But Colonel Manley-Jones was not at all interested in either Benjamin Grossman or his family; it was a question on his list that had to be asked, but there was nothing in his instructions that specifically said he had to pay any attention to the answers. At first he had listened to all the tragic stories these people managed to invent, but in the end it became quite boring. Before he had come to the camp, the colonel had supposed a bit of sympathy for them might have been in order, but that sympathy had long since dissipated into an almost active dislike for them. Oh, he supposed some of them had suffered a bit in the camps; but when you came right down to it, they were also a pretty scruffy, unattractive bunch. Guarding them could hardly have been a pleasure, and almost certainly was bound to have led to occasional excesses. Any memory of the camp as the colonel had first seen it, with its skeletal inmates gripping the fence wire for support and silently staring at him with anguished eyes, or the piles of corpses covered with flies outside each barrack or lying about haphazardly where they had fallen and died, had faded once the camp itself had disappeared in smoke and flame. The bulldozers that had filled in the huge burial pits and covered them over had buried the colonel’s memory with the dead. Now the prisoners—for the colonel still thought of them as prisoners—were properly fed, probably better than they had ever been fed even before the war, and undoubtedly better clothed, as well. All the colonel wanted from this unprepossessing bunch was information he had been detailed to obtain for the coming war-crimes trials. And those trials were another thing—also undoubtedly an exaggeration, the colonel thought. It was true, he supposed, that there may have been a few sour apples among the accused captured Germans—after all, you can’t pick and choose your personnel in wartime—but many of them had also been officers in the regular army, the Wehrmacht, dammit! You couldn’t convince Colonel Manley-Jones that very many career officers in any army in the world—excepting the Russians, of course—would behave like that. He stared at Grossman, not pleased by what he saw, and got on with the distasteful job.

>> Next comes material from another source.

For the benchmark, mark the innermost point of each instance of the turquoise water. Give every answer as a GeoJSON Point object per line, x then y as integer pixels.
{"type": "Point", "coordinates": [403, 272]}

“Other than Bergen-Belsen, what camps were you in?”
“I was transferred here from Buchenwald—” Grossman waited to hear the colonel say there never had been a prisoner at Buchenwald named Benjamin Grossman, and then decided he was simply overtired. It was evident the colonel was asking his questions by rote.
“Was that the only other camp you were in?”
“No. I was in Maidanek.”
“Maidanek?” The colonel moved papers, bringing a new one to the top. “When you were at Maidanek, who was in charge?”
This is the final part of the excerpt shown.